Un contexte troublant
Ce n'est pas la première fois qu'un scrutin est entaché de soupçons à Toulon. En 2017, dans le quartier Sainte-Musse, des scores record avaient été enregistrés dans le bureau de vote 117 en faveur de la députée sortante Geneviève Levy. Là encore, le journaliste Simon Fontvieille avait trouvé la trace de signatures douteuses.
Une transformation citoyenne
Cette expérience a radicalement transformé Nadjett Hadjer Melhaa. « Maintenant, je vote tout le temps. Et je m'engage », affirme-t-elle. Devenue une électrice farouche, elle craint toujours que son vote ne soit à nouveau volé. « Il n'est plus question de s'abstenir, de peur de se faire voler son vote – et pourtant, l'abstention, c'est un droit », souligne-t-elle. « Et si aucun candidat ne convient, il faut aller voter blanc. »
Malgré sa défiance envers la chose publique, un événement l'a poussée à se mobiliser.
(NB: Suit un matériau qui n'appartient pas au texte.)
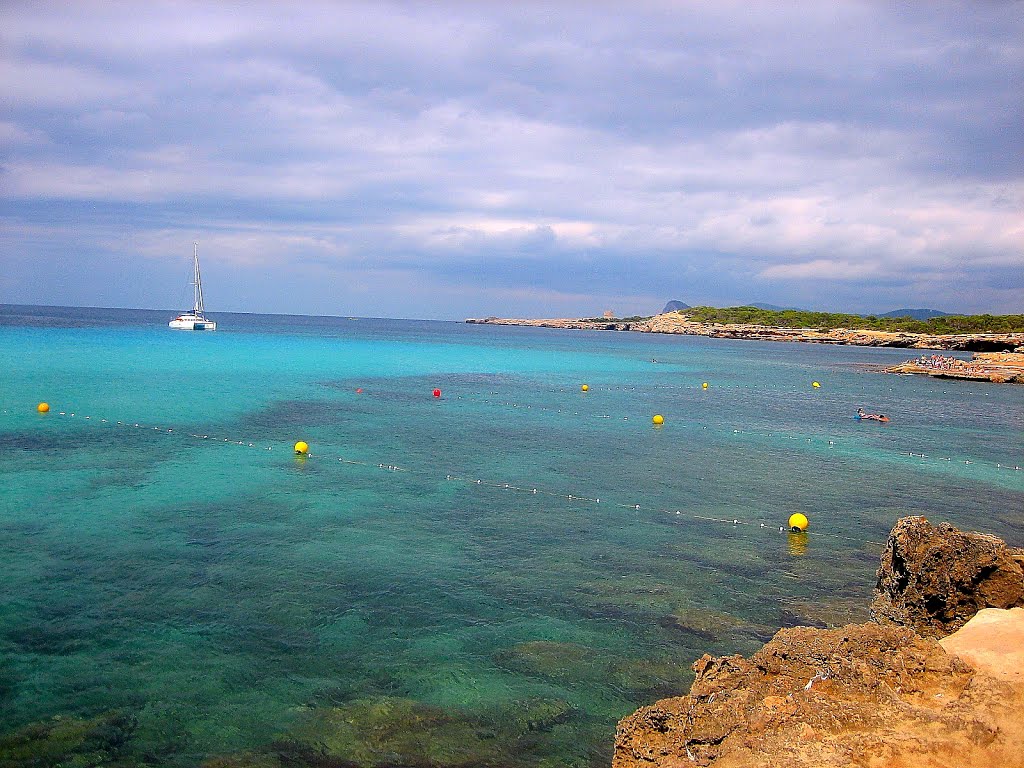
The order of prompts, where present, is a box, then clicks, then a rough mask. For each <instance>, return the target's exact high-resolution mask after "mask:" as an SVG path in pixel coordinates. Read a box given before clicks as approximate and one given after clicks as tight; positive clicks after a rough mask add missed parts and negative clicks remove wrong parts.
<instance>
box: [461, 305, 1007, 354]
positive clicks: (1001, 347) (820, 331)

Fin 2023, elle manifeste dans les rues pour dénoncer les bombardements sur la population civile dans la bande de Gaza. « Je suis mère de trois enfants et cela m'a horrifiée », exprime-t-elle. « Le fait de sortir et de manifester, c'est une nouvelle Nadjett que j'ai découverte. »
Un engagement politique
Elle rejoint le collectif local Liberté pour la Palestine et rencontre les représentants de plusieurs partis de gauche. « Mais au fil du temps, il n'en est resté qu'un seul, et ce parti qui nous soutient toujours, c'est LFI », explique-t-elle. Après des mois de protestation commune, elle décide de rejoindre la liste de La France insoumise pour l'élection municipale 2026, où elle figure en 11e position.
« Je suis fière qu'elle soit avec nous et sur cette liste », déclare Isaline Cornil, candidate LFI à la mairie de Toulon. « Ce sont des valeurs de transparence que nous défendons. »
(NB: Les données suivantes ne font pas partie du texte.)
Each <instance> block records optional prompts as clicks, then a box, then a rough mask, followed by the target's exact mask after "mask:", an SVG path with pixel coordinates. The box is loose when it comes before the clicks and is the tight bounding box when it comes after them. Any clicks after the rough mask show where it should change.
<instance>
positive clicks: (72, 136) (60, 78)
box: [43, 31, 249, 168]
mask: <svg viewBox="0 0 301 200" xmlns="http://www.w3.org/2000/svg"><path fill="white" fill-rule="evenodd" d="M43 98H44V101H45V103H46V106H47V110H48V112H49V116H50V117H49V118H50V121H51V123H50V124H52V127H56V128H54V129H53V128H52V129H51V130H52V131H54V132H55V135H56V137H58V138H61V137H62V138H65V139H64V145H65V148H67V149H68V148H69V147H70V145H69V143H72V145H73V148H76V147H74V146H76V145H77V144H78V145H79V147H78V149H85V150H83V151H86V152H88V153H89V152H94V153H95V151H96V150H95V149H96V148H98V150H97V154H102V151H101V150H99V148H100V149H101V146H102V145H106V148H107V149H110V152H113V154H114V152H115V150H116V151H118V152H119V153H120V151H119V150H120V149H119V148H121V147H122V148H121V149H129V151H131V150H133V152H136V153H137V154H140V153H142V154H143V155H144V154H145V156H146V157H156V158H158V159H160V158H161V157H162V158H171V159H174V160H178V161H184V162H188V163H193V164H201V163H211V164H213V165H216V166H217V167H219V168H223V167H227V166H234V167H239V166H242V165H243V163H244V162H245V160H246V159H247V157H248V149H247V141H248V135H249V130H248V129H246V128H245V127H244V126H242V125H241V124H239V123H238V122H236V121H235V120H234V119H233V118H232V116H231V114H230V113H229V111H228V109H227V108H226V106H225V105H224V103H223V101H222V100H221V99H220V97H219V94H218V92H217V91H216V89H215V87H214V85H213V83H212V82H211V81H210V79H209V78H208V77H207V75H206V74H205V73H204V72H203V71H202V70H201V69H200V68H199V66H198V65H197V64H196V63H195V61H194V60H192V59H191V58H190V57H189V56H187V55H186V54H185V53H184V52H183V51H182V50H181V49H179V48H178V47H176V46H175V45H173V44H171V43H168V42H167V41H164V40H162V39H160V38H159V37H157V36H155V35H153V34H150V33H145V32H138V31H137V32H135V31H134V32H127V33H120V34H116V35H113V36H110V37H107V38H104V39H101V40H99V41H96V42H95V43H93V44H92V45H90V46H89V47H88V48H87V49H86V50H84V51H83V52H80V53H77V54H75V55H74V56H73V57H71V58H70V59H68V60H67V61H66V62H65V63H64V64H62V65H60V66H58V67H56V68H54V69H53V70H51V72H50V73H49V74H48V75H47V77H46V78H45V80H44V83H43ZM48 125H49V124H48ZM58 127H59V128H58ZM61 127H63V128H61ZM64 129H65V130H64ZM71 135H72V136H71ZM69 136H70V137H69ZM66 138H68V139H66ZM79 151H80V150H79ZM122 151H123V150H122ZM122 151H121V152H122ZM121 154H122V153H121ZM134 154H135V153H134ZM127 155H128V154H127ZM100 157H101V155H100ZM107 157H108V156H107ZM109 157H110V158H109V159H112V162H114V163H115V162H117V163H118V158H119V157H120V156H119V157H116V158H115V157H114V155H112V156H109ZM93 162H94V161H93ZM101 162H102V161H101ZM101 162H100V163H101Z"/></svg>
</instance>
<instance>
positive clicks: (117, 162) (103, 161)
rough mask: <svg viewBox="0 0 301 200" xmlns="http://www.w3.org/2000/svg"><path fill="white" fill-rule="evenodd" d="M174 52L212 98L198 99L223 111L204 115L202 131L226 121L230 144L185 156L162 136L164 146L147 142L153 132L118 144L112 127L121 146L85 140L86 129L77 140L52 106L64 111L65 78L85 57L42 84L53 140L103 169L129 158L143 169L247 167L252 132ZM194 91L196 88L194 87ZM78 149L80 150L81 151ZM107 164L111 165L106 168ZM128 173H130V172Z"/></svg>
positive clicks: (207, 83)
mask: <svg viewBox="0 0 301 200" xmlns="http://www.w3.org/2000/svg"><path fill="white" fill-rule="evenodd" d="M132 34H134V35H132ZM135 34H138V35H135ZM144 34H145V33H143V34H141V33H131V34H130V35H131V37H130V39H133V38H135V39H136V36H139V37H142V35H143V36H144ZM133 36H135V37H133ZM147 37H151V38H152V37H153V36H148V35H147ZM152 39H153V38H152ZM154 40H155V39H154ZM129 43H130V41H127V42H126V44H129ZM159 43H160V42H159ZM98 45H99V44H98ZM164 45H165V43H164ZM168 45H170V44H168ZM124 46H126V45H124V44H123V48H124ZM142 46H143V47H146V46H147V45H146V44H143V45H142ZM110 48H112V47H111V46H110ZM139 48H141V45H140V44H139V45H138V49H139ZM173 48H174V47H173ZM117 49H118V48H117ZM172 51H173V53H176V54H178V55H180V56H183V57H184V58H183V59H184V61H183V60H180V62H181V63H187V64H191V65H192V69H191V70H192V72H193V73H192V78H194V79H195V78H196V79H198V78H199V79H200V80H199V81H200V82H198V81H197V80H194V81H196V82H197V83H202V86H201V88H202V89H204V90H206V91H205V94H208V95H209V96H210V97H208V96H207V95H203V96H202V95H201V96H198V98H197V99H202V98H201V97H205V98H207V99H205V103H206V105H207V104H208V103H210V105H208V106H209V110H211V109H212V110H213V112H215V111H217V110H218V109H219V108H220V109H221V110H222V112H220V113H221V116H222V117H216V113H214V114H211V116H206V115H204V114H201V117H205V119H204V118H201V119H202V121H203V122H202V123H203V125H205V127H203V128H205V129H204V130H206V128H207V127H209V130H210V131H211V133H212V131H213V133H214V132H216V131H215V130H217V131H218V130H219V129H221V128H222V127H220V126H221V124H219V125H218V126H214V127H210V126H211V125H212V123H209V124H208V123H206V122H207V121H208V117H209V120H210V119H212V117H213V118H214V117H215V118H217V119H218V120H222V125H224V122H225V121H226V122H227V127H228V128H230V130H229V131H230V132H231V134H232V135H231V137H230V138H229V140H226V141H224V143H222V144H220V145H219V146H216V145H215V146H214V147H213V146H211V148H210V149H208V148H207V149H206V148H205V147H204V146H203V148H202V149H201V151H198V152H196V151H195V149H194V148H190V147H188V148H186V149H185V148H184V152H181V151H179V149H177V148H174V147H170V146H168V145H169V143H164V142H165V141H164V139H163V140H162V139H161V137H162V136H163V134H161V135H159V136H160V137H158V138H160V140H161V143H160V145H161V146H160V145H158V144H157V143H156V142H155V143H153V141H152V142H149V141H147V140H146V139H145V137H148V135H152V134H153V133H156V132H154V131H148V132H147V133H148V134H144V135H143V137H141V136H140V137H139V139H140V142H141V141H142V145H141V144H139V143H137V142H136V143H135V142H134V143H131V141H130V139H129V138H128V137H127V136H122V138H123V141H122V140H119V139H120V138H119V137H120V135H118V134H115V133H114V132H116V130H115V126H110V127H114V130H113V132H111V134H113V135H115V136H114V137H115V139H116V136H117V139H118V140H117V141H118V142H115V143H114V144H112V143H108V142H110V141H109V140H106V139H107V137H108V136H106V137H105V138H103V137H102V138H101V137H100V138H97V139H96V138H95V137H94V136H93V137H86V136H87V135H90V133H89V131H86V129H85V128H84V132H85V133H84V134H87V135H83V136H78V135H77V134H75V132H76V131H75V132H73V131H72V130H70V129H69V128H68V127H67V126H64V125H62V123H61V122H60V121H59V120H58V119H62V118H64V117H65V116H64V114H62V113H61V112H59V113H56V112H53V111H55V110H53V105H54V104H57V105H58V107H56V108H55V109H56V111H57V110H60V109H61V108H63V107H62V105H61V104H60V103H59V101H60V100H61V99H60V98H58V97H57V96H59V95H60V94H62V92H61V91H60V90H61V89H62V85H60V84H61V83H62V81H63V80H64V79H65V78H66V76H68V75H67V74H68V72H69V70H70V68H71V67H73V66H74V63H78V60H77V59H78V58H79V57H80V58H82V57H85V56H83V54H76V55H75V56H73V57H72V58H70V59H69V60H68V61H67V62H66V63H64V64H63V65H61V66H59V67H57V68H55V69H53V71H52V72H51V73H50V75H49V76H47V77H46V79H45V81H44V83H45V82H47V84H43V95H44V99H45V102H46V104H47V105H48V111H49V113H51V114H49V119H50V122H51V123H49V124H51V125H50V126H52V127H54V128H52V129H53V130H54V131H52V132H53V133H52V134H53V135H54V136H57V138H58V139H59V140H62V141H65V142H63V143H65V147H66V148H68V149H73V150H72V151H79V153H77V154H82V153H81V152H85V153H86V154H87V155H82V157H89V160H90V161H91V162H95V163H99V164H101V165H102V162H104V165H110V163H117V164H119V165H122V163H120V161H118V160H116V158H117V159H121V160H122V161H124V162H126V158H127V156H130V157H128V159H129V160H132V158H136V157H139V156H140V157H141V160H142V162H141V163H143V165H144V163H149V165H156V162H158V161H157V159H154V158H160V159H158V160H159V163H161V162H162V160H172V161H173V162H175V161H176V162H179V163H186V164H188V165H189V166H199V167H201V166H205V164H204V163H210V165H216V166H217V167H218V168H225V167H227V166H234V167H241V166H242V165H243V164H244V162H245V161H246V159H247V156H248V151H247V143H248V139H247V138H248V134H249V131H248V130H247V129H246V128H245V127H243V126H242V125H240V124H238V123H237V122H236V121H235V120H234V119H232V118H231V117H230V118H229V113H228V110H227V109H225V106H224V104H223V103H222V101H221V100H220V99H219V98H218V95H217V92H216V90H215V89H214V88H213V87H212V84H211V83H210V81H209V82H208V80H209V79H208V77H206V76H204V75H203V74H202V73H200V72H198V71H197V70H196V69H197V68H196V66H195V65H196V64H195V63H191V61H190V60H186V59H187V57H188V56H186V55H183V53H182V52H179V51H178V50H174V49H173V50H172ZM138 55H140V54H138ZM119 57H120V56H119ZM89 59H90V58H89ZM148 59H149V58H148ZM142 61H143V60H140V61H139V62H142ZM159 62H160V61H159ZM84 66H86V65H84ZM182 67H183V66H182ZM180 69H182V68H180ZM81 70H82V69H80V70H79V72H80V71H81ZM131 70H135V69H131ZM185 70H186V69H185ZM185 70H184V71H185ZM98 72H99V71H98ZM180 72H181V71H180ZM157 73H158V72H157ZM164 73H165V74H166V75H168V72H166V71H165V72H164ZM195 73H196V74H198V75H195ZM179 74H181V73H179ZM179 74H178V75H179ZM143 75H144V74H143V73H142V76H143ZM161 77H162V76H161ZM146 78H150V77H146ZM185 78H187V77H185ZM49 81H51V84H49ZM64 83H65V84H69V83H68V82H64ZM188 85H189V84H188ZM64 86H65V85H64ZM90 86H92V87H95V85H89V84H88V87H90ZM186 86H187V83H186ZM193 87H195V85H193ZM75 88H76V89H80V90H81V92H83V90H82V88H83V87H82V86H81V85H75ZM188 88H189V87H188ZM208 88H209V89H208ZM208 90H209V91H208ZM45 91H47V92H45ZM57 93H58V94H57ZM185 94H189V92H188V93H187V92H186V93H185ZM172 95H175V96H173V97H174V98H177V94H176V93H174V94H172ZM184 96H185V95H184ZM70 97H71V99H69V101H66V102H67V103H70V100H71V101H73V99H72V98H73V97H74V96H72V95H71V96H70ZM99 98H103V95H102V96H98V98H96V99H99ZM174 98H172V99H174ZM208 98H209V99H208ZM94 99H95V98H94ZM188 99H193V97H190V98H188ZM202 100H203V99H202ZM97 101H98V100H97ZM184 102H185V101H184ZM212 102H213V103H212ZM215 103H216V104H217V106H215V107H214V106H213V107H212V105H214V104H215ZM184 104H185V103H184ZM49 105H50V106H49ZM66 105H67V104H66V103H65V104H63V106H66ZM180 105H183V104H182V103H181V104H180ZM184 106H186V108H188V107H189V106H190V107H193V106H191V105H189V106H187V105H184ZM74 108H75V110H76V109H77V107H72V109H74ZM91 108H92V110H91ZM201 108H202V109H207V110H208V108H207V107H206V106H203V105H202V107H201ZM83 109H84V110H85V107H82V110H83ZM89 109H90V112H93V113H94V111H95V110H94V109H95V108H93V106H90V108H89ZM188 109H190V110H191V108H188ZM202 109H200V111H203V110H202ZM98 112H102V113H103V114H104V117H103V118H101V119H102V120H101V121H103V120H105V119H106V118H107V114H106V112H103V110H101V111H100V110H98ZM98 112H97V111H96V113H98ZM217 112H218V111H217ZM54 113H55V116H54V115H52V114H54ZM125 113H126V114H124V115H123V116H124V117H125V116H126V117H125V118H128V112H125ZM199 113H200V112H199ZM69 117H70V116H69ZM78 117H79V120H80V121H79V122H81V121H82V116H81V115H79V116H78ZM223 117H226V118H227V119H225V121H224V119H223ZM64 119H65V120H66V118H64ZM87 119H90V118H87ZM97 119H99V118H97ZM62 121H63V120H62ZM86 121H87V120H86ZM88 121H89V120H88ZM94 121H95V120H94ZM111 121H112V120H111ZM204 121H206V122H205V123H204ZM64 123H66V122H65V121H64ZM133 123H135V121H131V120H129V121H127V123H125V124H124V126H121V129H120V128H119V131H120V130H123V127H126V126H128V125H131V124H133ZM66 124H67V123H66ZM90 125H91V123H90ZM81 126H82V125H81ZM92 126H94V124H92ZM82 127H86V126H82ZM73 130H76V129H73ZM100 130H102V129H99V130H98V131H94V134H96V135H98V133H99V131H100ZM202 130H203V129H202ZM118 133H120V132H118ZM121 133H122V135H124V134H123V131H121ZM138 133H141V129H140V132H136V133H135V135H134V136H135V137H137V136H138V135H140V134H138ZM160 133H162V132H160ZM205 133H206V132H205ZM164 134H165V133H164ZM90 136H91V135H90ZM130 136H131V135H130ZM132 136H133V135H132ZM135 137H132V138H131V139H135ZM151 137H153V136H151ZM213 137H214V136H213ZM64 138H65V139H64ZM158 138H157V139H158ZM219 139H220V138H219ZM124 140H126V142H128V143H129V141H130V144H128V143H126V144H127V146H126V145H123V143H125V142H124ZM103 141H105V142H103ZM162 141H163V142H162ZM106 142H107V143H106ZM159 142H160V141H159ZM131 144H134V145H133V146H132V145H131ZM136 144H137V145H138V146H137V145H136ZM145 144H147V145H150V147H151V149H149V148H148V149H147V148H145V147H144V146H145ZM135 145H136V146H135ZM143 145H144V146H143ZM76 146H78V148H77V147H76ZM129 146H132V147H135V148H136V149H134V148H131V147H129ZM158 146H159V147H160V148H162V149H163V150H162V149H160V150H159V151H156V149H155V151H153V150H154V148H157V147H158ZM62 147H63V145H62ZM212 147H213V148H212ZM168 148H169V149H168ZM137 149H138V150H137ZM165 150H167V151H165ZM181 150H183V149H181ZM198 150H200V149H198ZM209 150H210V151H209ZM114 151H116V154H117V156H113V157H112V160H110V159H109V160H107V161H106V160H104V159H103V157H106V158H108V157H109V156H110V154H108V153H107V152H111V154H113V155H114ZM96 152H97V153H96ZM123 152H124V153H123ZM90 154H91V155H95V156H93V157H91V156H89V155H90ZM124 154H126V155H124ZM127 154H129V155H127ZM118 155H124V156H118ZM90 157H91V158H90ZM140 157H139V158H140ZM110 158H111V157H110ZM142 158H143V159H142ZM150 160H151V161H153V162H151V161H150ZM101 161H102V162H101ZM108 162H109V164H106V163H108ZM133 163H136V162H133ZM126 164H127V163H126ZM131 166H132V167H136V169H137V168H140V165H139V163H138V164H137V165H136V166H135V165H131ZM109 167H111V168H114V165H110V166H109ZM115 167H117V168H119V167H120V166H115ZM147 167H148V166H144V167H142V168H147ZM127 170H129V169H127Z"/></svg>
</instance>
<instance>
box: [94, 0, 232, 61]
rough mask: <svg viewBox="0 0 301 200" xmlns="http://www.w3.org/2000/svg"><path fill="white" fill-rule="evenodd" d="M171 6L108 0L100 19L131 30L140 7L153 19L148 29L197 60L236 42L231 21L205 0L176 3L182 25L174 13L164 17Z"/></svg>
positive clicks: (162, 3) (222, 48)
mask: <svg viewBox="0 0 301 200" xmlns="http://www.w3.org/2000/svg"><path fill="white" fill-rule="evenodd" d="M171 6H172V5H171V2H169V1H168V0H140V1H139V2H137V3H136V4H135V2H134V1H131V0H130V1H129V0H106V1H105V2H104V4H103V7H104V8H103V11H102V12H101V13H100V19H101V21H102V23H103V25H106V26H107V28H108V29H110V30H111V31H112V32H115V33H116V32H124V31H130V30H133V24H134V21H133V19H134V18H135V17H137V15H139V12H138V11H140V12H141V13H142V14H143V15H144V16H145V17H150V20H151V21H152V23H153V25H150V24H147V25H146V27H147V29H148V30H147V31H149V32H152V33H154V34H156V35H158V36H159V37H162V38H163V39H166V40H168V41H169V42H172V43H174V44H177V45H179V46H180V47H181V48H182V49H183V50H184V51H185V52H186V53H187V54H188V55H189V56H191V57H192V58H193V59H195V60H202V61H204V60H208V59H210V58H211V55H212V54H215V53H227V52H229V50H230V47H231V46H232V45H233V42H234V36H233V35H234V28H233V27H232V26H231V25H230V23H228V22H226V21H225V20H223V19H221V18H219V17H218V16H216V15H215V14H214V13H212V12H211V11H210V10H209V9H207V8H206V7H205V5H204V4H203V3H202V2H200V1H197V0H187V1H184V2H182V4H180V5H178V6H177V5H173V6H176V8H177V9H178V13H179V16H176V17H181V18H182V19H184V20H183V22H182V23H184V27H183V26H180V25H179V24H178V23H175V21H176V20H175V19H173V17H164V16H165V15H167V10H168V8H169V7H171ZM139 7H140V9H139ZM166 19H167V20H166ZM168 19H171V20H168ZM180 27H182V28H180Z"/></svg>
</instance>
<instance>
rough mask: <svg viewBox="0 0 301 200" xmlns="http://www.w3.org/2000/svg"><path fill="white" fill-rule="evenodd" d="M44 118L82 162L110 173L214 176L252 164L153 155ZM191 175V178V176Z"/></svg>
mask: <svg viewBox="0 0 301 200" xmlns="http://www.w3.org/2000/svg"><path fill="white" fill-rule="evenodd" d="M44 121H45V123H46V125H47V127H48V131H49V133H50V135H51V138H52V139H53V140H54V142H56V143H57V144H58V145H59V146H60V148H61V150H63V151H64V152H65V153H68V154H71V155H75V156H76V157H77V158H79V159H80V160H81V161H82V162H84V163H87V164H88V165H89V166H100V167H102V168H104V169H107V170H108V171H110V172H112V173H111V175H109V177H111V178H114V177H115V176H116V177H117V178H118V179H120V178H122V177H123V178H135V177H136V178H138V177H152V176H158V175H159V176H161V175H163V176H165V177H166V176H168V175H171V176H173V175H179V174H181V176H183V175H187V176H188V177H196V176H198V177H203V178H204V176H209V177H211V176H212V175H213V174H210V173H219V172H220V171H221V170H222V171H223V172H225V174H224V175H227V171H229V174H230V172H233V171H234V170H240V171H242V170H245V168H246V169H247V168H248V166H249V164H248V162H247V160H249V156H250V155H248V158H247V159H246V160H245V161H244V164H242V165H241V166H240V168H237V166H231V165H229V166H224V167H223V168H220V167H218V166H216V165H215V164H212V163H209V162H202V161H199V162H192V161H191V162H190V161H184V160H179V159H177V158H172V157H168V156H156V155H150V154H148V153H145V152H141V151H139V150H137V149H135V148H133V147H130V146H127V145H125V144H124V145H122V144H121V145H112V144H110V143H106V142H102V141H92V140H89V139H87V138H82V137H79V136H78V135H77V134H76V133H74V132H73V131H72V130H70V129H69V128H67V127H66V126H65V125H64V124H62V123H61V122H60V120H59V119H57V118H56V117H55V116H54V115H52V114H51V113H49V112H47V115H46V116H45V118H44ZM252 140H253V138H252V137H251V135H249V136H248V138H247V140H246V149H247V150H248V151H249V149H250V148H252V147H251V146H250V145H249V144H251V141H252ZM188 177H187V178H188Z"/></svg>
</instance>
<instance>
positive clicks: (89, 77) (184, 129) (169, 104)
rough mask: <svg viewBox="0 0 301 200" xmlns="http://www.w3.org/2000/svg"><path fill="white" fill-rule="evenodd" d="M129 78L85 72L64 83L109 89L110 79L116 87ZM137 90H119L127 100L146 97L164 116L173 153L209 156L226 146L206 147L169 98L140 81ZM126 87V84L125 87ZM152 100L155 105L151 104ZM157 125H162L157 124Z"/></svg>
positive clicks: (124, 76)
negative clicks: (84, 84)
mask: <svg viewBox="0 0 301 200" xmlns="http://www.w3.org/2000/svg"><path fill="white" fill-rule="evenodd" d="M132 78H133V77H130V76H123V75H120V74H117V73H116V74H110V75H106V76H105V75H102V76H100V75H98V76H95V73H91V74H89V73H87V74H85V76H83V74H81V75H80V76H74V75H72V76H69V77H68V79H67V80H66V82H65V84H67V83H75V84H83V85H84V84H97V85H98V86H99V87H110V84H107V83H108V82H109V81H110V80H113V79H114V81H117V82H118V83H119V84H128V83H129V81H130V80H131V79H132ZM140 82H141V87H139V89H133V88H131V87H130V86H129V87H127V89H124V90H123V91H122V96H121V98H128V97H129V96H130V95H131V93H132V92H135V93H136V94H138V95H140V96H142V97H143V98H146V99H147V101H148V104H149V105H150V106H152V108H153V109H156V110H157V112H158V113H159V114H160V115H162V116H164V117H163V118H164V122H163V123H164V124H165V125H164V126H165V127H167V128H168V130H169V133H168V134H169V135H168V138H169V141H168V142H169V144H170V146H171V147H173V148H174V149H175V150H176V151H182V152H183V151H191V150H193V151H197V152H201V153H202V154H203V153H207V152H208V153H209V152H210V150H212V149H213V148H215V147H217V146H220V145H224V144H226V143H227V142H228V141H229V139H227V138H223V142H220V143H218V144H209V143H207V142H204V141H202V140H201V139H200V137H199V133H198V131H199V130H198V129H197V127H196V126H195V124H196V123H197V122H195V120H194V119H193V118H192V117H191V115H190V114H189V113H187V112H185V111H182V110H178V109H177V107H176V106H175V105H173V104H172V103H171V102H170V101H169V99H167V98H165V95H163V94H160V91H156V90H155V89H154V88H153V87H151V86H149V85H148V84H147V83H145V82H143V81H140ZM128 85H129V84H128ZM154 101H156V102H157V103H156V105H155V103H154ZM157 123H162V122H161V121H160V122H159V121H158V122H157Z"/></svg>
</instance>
Au premier tour des municipales du 15 mars 2026, « on avait réellement peur que le code électoral ne soit pas appliqué », ajoute-t-elle. LFI a donc déployé une quarantaine de délégués habilités à se rendre dans les bureaux de vote toulonnais. Désormais électrice avertie, Nadjett Hadjer Melhaa en faisait partie, veillant personnellement au respect des procédures démocratiques.